The 1.6-litre diesel develops the same power as the 1.6-litre petrol, but has more torque from lower revs. This makes it easier to drive in the real world, because it will accelerate cleanly without you constantly needing to change to a lower gear.
Opting for the automatic gearbox option instead of the manual blunts the performance. The same is true of the optional four-wheel-drive system that's available on the 1.6-litre petrol and diesel. This is standard on the petrol 1.4 S, but because of its extra turbocharged kick it’s still plenty quick enough, even with the four-wheel drive.
Suzuki Vitara ride comfort
The Suzuki Vitara has firm but well-damped suspension. Big bumps or potholes will send a dull thud through the cabin, but the ride rarely feels unsettled or crashy.

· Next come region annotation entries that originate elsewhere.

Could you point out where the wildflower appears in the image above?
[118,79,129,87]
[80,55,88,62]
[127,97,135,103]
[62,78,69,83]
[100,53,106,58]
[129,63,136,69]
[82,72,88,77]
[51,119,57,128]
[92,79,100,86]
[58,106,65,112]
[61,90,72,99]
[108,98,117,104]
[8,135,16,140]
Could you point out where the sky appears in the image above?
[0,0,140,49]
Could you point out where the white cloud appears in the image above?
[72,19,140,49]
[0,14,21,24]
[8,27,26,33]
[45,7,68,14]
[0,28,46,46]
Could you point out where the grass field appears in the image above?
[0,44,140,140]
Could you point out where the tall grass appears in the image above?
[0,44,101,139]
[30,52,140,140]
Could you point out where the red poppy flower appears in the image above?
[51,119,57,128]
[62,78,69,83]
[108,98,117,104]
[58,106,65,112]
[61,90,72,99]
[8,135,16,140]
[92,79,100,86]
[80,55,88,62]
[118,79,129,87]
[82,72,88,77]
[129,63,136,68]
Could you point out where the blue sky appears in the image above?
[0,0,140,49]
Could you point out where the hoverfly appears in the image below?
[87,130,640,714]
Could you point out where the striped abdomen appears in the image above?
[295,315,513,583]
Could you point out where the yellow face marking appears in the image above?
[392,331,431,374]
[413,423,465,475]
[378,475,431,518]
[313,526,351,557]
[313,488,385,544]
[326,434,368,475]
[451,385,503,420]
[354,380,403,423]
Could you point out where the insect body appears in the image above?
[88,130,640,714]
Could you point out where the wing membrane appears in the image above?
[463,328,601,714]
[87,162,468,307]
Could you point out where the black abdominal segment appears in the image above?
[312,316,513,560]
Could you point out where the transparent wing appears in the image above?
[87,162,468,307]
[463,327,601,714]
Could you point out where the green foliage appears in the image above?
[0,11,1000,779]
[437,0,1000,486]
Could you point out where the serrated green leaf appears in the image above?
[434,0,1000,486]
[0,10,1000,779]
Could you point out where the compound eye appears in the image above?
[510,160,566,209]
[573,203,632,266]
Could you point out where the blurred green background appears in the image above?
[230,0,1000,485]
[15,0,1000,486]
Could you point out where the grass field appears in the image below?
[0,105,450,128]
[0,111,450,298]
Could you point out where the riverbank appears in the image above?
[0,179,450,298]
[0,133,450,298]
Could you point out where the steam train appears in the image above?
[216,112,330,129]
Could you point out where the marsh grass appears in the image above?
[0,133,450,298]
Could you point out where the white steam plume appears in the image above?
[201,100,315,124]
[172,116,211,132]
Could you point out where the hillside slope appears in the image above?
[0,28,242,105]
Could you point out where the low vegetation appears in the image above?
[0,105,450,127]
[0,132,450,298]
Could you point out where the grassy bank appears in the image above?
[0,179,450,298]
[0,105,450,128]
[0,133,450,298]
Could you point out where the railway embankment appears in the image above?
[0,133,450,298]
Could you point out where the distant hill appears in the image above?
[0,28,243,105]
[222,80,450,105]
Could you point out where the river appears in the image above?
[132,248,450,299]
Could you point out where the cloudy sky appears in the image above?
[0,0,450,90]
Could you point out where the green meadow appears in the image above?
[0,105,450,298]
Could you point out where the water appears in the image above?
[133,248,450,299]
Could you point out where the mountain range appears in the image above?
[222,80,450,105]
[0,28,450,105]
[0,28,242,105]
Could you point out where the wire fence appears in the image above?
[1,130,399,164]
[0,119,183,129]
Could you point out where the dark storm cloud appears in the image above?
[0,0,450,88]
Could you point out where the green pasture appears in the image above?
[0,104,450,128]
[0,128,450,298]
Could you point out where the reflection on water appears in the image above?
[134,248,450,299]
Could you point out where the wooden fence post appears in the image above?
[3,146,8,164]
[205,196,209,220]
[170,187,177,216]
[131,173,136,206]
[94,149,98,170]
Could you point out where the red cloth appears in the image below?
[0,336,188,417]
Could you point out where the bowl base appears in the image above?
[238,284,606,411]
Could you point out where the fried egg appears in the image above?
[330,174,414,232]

In addition, the car's body doesn’t lean much in corners, which helps prevent occupants being thrown around and inspires a high level of confidence. You can drive the Vitara for hours on motorways, or across country on rougher roads, and it doesn’t get tiring or uncomfortable. This is still the case even on the slightly stiffer-sprung S model.
SZ-T, SZ5 and S models get 17in alloys, instead of the standard 16in items, but they don’t compromise the Vitara’s ride quality.
Suzuki Vitara handling
The Vitara has a precise and grippy front end but is let down by its steering. There’s not much feedback through the wheel, and it’s very light around the straight-ahead position. Little additional weight builds in faster corners, either, which makes the steering feel disconnected from the road. Around town, though, it’s absolutely fine.
Despite the light steering, there's still some fun to be had hustling the Vitara down a twisty B-road thanks to its excellent body control; this is more akin to a well-sorted family hatchback than a wallowy off-roader. Go for the sportier and stiffer-sprung S model and things only get better.
Suzuki Vitara refinement
The Vitara’s petrol engines are smooth, even when worked hard. They make quite a good noise when revved, too, so are rarely annoying.
The diesel is naturally the noisiest engine, particularly at idle and when accelerating. It does settle down when cruising, though. All models suffer from intrusive wind and road noise, making the Vitara a noisier motorway car than some of its rivals.
If you go for the 1.6-litre petrol you get a five-speed manual gearbox, while the 1.4-litre petrol and diesel versions get a six-speeder. Both are slick and precise, and combined with their well-weighted clutch pedal, let you can change gear quickly and easily.
With a turbocharger to boost power, the smooth and nippy 1.4-litre petrol is actually the best of all the Vitara’s engines. However, because it’s only available on the top-level 4WD S model it’s too expensive to recommend.
Our pick 1.6-litre petrol
The naturally aspirated petrol is smooth and economical. It’s eager, too, and provides decent performance. It isn’t the cleanest engine around, though, and it doesn’t offer as much mid-range pulling power as some rivals’ smaller turbo engines.
Choose the diesel and you’ll benefit from a hefty hike in torque over the petrols, a feature that makes the Vitara relaxing to drive. It’s also cleaner and more economical than the petrol engines, so is cheaper to own and to run whether you’re a private buyer or a company car driver. It’s noisy under acceleration, though.